Silence is Consent

Volker Ullrich, Hitler: Downfall, 1939-1945 (Alfred A. Knopf, 2020, 838 pp.).

The first podcast that I ever recorded in this space, back in August 2017, reviewed the first volume of this fascinating biography of the Nazi Führer, Ascent: 1889-1939. Volume 2 followed here in the States in 2020, and I’ve just completed it. These 2 volumes are a worthy successor to the monumental biographies of Hitler by Ian Kershaw (2 volumes, 1998 & 2000), John Toland (2 volumes, 1976), Joachim Fest (1973), and Alan Bullock (1962).

Ullrich, the author, is German, born there in 1943 during the war, and it’s this nativity that gives his unsparing criticism of Hitler and his followers a moral weight it might otherwise lack. There is no trimming, no faint praise of the Nazis for making the trains run on time, no points for restoring German national morale after the devastation of the Great War—there is nothing here but unflinching critical analysis of the most heinous crimes ever carried out under the authority of government, all while focusing like a laser on the man from whose brain it all sprung.

This blog is not a full-on review of this book, simply a whole-hearted endorsement of it for anyone who wants to understand how the most evil regime in history came to power, held onto it for 12 years while demonizing Jews and other minorities, waged brutal and genocidal war, and then was utterly destroyed by the combined Allied might of the world’s leading democratic and communist regimes.

It is of course a story of unimaginable horror, but Ullrich’s real gift is helping us to see Hitler and his fellow Nazis as people, not as monsters.

This is important because, as he points out in the first volume, if they were in fact monsters then everything they did would be explainable. The fact is, they were flesh-and-blood human beings, which demands of good historians that they explain how the Nazis came to power with all their sociopathic and full-throated hatred for Jews, Eastern Europeans, and communists in full view. There were no secrets about what they intended to do. They then led one of the most cultured societies in Europe—not against its will, according to Ullrich—down the path of total war and ethnic annihilation, at the cost of hundreds of millions of lives.

To do all this is no easy task, but Ullrich pulls it off. Even as we already know the outcome, it is still a riveting story. Across 600+ pages of text we witness the invasion of Poland and the beginning of World War II, the air war with Britain, the fall of Paris, the titanic struggle with the Soviet Union, the enslavement and butchery of millions on the Eastern front, the Allied landing and the liberation of Europe, and the ongoing and horrific Final Solution. Through it all, Ullrich “normalizes” Hitler and in the process makes him seem more inhuman than ever, Still, as he writes, “there will always be aspects of Hitler we cannot explain.”

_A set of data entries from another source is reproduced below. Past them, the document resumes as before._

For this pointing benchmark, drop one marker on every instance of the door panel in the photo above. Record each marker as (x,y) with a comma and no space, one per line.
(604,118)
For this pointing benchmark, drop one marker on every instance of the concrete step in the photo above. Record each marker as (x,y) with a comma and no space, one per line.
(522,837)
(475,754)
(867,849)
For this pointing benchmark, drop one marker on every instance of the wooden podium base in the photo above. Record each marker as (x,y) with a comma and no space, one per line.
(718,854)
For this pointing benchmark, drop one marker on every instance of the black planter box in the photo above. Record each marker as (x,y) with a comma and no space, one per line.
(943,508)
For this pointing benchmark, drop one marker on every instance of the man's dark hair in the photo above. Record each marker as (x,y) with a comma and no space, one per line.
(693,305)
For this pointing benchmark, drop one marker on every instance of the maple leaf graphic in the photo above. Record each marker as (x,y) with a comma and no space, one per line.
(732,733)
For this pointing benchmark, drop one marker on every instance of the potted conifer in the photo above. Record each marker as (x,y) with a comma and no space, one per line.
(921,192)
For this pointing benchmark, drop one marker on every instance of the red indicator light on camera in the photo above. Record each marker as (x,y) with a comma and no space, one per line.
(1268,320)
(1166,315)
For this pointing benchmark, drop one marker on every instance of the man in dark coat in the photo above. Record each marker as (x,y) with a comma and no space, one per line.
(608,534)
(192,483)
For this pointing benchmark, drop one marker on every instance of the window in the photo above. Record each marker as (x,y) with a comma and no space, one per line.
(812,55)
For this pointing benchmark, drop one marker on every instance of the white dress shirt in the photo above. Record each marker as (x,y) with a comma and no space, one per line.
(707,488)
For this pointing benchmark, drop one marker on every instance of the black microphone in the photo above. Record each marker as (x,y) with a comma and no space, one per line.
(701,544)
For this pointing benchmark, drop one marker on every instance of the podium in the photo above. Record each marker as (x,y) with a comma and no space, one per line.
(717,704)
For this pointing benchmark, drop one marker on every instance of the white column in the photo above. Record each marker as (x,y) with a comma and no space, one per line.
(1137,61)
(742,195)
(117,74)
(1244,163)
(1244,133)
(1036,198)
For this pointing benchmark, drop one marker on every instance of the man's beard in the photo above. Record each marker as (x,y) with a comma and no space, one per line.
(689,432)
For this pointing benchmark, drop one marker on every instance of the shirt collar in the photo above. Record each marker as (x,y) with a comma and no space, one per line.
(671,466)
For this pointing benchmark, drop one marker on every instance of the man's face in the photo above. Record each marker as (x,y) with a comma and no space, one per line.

No matter how many books, documentaries, and films are produced about them, the story of Adolf Hitler and the National Socialists will remain a repelling and fascinating part of our history of which we can’t get enough. It is a subject that is both timely and bottomless. As Ullrich wrote in Volume 1, there will never be a “definitive” biography of Hitler because “people will never stop pondering this mysterious, calamitous figure. Every generation must come to terms with Hitler.”

As another German historian, Eberhard Jäckel wrote, “We Germans were liberated from Hitler, but we’ll never shake him off. Hitler will always be with us, with those who survived, those who came afterwards and even those yet to be born. He is present—not as a living figure, but as an eternal cautionary monument to what human beings are capable of.”

Adolf Hitler and the Nazis came to power 90 years ago this week, on January 30, 1933. The world is still coming to grips with the horrors of the Third Reich, even as anti-Semitism and authoritarianism are both again on the rise.

It is a stark warning to all of us that, though Hitler and his regime may be gone, their legacy and influence are not. Right now, there are those seeking power by demonizing other people and feeding the worst instincts to hate and fear other human beings. Hitler reminds us, as Ullrich concludes, “how thin the mantle separating civilization and barbarism actually is.”

We stand by and say nothing at our peril.

2 thoughts on “Silence is Consent

  1. Sherry Lingerfelt

    It never ends. What do you think is going on right now? The elites always send us back to evil. It works for them. It’s all about power and we never learn from it. It is a cycle that goes on and on. Look back at our short history and see we have gone through this over and over. It is part of our incarnation for ages upon ages. It never ends on this planet. This is our school room and when we learn our lesson we go forth from this entrapment.